New breakthrough in Alzheimer’s research has scientists “weeping”

Ongoing studies of neurological diseases being conducted on the Pacific island of Guam might have yielded information that could represent the next step towards a cure for Alzheimer’s, Parkinson’s, and any number of brain-degenerating diseases.

Dr. Paul Alan Cox is an ethnobotanist working with neurologists doing research on certain populations in Guam suffering from neurodegenerative diseases similar to Alzheimer’s. Cox was interested in why only one group of people in Guam, the Chamorro villagers, suffered from this disease while the island’s various other populations remained unaffected.

Researchers discovered that a staple of the Chamorro diet, cycad seeds used to make flour tortillas, contained the neurotoxin BMAA. Found in harmful blue-green algae blooms, the BMAA neurotoxin may have potential find its way into the human food chain through fish and shellfish which eat this algae when its present.

In a test which examined the brains of vervet monkeys who were given fruit dosed with BMAA, neurofibrillary tangles and amyloid deposits, hallmarks of neurodegenerative diseases, were found.

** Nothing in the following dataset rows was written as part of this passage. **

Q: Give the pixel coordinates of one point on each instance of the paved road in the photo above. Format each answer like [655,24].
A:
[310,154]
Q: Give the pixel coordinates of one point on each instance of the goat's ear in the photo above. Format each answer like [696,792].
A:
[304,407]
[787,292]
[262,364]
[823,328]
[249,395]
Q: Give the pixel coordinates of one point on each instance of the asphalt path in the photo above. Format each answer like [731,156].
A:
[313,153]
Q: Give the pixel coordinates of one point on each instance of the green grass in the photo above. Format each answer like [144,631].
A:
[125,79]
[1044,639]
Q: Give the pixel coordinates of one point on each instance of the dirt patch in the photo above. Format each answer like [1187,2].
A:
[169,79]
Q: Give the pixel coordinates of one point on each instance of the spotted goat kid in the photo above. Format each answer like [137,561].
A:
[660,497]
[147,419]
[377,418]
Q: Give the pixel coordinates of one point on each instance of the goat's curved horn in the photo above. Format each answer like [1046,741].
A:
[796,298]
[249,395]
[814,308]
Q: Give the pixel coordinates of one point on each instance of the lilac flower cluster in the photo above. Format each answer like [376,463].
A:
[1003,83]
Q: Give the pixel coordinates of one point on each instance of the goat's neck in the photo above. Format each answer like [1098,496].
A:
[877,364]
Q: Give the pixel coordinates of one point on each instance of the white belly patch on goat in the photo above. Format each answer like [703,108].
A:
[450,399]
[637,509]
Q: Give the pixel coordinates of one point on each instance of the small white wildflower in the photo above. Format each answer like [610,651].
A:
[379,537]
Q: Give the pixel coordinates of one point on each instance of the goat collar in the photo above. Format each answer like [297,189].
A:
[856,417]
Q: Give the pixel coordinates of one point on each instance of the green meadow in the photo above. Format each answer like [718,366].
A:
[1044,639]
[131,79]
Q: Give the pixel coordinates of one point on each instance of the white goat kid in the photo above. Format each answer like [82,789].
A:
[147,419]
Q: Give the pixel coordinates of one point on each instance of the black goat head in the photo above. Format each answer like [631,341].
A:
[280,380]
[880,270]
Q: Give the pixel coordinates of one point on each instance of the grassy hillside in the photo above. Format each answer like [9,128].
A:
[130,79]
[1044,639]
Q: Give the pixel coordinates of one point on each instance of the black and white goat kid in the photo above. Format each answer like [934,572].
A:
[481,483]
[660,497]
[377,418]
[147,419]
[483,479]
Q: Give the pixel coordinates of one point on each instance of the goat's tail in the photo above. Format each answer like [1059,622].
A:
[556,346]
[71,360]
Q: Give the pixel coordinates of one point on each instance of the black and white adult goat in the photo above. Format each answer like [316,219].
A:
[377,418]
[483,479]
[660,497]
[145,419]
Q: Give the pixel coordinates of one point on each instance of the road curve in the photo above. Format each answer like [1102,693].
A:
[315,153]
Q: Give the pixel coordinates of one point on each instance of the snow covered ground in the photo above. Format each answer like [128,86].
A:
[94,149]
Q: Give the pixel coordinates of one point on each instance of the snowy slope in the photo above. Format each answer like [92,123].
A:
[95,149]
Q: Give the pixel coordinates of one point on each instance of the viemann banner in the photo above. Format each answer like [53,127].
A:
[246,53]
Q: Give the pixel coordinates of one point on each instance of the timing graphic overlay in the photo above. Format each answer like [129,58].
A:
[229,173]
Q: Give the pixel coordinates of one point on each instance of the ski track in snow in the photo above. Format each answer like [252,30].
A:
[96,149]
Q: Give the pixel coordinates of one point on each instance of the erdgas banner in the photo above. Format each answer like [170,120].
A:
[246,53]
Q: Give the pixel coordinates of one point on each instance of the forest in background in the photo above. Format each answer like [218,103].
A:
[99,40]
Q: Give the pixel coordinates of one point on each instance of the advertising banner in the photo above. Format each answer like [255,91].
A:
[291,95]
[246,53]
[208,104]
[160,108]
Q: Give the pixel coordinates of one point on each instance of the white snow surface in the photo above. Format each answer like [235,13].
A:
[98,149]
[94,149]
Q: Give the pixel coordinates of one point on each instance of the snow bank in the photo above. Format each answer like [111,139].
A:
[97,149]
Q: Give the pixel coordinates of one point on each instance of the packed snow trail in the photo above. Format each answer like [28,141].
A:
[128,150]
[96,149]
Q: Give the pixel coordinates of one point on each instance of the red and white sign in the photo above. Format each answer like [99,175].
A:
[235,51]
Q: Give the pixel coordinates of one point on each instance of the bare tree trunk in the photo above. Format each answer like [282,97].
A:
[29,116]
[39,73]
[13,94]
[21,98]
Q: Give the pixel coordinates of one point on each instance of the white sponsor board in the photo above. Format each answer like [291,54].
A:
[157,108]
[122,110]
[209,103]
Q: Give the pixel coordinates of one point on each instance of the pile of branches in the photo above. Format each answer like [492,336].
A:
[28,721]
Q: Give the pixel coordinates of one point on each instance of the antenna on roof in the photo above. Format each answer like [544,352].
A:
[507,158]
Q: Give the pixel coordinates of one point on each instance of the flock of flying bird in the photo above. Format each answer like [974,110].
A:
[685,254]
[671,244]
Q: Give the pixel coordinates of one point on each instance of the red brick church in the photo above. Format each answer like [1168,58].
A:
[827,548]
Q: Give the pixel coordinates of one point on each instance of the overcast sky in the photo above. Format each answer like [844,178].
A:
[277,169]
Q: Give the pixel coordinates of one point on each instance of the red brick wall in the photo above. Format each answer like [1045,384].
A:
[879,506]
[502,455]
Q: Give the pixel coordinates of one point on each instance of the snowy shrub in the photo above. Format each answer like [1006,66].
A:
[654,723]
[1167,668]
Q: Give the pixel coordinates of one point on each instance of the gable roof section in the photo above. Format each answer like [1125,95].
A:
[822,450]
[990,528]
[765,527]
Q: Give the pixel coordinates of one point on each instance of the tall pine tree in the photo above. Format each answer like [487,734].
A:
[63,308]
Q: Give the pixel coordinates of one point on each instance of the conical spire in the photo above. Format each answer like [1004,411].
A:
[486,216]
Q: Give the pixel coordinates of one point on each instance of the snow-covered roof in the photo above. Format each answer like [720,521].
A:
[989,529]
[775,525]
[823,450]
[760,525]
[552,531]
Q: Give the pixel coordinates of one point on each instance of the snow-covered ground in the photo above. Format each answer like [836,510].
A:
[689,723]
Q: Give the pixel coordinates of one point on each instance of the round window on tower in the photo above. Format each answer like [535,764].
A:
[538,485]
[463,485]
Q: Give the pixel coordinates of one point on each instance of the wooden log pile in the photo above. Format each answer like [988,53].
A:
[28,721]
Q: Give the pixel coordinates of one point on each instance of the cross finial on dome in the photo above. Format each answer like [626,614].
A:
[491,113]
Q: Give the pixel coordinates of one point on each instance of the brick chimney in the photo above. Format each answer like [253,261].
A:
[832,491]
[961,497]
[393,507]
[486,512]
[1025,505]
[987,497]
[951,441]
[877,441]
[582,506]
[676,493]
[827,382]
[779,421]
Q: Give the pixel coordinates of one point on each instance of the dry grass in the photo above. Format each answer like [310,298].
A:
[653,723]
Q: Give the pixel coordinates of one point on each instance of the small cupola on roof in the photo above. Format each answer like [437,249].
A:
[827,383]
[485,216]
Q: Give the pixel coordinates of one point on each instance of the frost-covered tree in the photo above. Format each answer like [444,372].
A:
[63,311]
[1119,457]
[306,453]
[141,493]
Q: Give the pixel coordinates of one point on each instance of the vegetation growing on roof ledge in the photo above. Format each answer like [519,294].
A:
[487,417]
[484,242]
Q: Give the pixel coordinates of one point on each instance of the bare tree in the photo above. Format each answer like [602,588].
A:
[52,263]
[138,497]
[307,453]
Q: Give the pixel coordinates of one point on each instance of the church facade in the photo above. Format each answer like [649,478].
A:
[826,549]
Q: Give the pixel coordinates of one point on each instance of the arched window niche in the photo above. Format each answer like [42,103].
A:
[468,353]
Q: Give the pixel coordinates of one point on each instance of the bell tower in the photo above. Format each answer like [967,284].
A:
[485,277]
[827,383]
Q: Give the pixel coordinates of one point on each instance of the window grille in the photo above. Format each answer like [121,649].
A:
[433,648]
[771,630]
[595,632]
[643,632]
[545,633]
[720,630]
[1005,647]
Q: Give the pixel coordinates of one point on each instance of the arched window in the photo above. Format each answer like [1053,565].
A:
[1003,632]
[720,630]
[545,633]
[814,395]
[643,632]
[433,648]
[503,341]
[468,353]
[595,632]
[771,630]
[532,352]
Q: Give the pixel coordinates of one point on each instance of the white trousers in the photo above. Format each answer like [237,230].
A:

“When the neuropathology images started coming up, some of the neurologists started weeping. I couldn’t speak,” Cox said. “We knew that nobody has ever successfully produced [brain tangles and amyloid deposits] in an animal model.”

Additionally, a separate set of vervet monkeys were given BMAA along with a supplement of the dietary amino acid L-serine. These monkeys had fewer of these tangles developed in their brains.

Although the results from the test involving the L-serine are promising, Cox said that it is too soon to know if it will work with people.

The big takeaway from the study was the discovery of the cause of the neurodegenerative disease which plagues the Chamorro people: the BMAA. What the research might mean for the study of neurodegenerative diseases at large remains unknown.